A comparison of two types of weather predictions. One uses historical data alone and the other uses a computational model. The computational model works best over short time scales and the simple model outperforms the computational model at making predictions more than 10 days into the future.

Cardiotoxicity

To predict Torsades de Pointes from in vitro ion channel data,9 the complex approach used biophysical models describing the change in ion‐channel conductance over time within a cardiac cell using hundreds of parameters and dozens of differential equations. The simple approach used a single parameter, which was calculated by looking at the in vitro data of the clinically relevant drug concentration, adding the percent block of each repolarizing ion channel, and then subtracting the sum of the percent block of each polarizing ion channel. It was found that the simple model performed just as well and sometimes better than the biophysical models.

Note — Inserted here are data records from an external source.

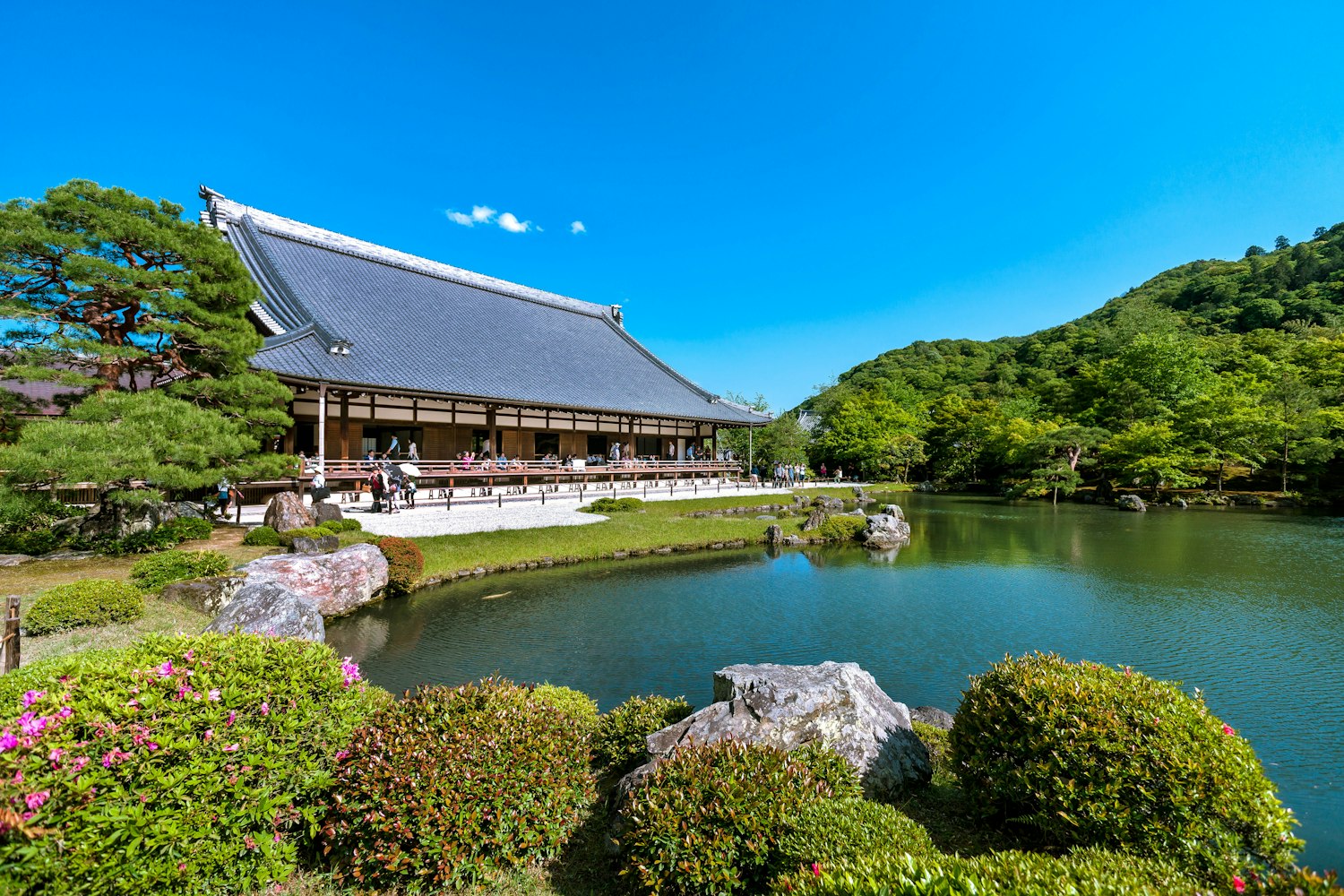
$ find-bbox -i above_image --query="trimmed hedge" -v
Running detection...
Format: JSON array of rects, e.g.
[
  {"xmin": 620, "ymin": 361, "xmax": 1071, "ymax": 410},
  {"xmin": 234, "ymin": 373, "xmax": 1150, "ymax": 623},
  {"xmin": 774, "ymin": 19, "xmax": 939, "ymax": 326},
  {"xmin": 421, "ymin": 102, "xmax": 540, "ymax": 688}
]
[
  {"xmin": 621, "ymin": 740, "xmax": 854, "ymax": 896},
  {"xmin": 0, "ymin": 634, "xmax": 387, "ymax": 896},
  {"xmin": 593, "ymin": 694, "xmax": 694, "ymax": 775},
  {"xmin": 378, "ymin": 536, "xmax": 425, "ymax": 597},
  {"xmin": 771, "ymin": 848, "xmax": 1198, "ymax": 896},
  {"xmin": 949, "ymin": 653, "xmax": 1301, "ymax": 883},
  {"xmin": 23, "ymin": 579, "xmax": 145, "ymax": 634},
  {"xmin": 131, "ymin": 551, "xmax": 230, "ymax": 591},
  {"xmin": 323, "ymin": 678, "xmax": 596, "ymax": 891},
  {"xmin": 244, "ymin": 525, "xmax": 280, "ymax": 548},
  {"xmin": 771, "ymin": 795, "xmax": 940, "ymax": 874}
]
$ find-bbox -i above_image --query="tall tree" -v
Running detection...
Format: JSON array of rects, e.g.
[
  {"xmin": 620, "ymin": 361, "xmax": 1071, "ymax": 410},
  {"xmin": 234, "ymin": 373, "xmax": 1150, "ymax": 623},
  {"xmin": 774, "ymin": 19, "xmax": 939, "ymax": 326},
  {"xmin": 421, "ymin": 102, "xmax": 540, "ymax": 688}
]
[{"xmin": 0, "ymin": 180, "xmax": 290, "ymax": 436}]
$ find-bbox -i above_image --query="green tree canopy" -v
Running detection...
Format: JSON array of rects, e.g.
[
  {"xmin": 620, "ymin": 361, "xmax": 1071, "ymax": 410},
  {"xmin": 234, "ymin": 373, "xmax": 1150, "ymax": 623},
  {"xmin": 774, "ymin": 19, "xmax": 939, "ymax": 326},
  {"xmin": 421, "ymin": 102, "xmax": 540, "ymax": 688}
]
[{"xmin": 0, "ymin": 180, "xmax": 290, "ymax": 436}]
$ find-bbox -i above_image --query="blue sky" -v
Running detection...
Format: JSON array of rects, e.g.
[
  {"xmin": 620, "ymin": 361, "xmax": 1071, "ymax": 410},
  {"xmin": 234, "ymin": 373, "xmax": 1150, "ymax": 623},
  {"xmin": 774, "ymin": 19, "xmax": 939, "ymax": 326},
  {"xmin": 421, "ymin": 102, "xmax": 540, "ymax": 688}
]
[{"xmin": 0, "ymin": 1, "xmax": 1344, "ymax": 409}]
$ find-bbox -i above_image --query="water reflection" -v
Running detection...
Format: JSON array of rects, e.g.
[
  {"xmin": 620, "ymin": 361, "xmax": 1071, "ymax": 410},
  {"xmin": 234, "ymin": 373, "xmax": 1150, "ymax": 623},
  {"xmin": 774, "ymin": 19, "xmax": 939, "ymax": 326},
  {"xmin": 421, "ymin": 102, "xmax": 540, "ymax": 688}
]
[{"xmin": 328, "ymin": 495, "xmax": 1344, "ymax": 866}]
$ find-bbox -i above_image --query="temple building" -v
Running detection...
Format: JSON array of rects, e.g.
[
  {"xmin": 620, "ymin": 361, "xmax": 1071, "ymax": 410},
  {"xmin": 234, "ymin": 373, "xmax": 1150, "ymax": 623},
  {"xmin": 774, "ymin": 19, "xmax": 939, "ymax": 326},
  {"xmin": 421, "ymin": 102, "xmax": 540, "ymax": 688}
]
[{"xmin": 201, "ymin": 186, "xmax": 771, "ymax": 461}]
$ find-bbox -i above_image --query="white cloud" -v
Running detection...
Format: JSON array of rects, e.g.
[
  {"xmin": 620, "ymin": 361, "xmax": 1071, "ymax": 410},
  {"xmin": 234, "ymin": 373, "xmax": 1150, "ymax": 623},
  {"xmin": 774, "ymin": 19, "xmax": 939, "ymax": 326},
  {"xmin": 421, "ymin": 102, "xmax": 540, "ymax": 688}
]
[{"xmin": 499, "ymin": 211, "xmax": 532, "ymax": 234}]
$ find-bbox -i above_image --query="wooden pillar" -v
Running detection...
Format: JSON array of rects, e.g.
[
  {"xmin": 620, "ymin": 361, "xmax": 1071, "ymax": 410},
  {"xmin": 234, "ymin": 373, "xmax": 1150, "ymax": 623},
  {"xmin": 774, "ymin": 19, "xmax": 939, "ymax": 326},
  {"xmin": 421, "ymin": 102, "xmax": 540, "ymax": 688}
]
[
  {"xmin": 340, "ymin": 392, "xmax": 349, "ymax": 461},
  {"xmin": 317, "ymin": 383, "xmax": 327, "ymax": 473}
]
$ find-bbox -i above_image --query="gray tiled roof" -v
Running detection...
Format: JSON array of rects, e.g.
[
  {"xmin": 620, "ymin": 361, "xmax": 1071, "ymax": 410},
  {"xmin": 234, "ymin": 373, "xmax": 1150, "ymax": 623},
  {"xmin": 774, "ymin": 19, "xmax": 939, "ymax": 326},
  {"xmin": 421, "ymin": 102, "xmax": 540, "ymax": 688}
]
[{"xmin": 202, "ymin": 188, "xmax": 771, "ymax": 426}]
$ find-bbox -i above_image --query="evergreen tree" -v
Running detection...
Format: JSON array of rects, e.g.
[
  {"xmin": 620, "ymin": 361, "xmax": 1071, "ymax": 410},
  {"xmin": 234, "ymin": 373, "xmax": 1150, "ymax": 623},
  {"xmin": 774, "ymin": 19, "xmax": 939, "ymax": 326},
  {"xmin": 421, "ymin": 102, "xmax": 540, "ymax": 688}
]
[{"xmin": 0, "ymin": 180, "xmax": 290, "ymax": 436}]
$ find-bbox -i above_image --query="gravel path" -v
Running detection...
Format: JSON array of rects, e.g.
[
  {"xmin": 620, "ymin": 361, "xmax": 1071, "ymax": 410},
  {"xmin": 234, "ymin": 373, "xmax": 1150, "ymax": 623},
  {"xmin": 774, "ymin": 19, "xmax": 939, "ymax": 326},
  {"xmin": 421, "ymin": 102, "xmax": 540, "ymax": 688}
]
[{"xmin": 242, "ymin": 479, "xmax": 857, "ymax": 538}]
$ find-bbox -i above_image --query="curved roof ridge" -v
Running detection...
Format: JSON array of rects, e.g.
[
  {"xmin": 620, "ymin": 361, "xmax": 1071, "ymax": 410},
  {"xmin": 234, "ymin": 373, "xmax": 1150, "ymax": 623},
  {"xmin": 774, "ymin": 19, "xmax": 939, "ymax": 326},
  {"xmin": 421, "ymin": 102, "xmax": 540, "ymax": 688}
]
[{"xmin": 211, "ymin": 194, "xmax": 612, "ymax": 317}]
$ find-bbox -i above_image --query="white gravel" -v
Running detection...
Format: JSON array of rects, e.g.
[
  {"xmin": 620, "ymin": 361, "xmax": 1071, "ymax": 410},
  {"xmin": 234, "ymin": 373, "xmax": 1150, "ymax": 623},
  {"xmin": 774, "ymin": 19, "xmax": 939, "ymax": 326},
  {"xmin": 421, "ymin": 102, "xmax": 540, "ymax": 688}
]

The conclusion is that although the biophysical models may have many applications, for predicting Torsades de Pointes, the key factors of interest are the polarization and depolarization of the relevant ion channels, and these are adequately captured with the simple modeling approach.

Oncology combinations

There is currently much effort devoted to developing QSP models to predict how immunotherapy agents should be combined with each other or with other agents to maximize benefit to patients. To our knowledge, there has not been any effort yet to compare QSP model predictions to simpler approaches. However, a simple approach is available: starting from monotherapy response data, assume each drug acts independently or with a small degree of correlation, and then use a probabilistic model to predict the outcome of the combination. It has been shown that this simple approach can predict the response of a significant number of combination studies.10 Going forward, it is recommended that QSP efforts for predicting combination response be compared to this simple heuristic. If QSP oncology models make better efficacy predictions over a large number of examples, then the value of these models can be clearly demonstrated to a broad audience. However, if the simpler approaches work better, this means that there are important underlying processes that are not yet characterized by the model or there is a problem of overfitting.

Conclusions

We propose when developing a QSP model for the purpose of making predictions for a large number of drugs (e.g., cardiotoxicity, hepatotoxicity, and oncology drug combinations), benchmarking this model against simple, context‐specific heuristics is necessary to assess potential overfitting and the resulting degradation in predictive performance.

Source of Funding

No funding was received for this work.

Conflict of Interest

A.S. and M.L. both work for Novartis.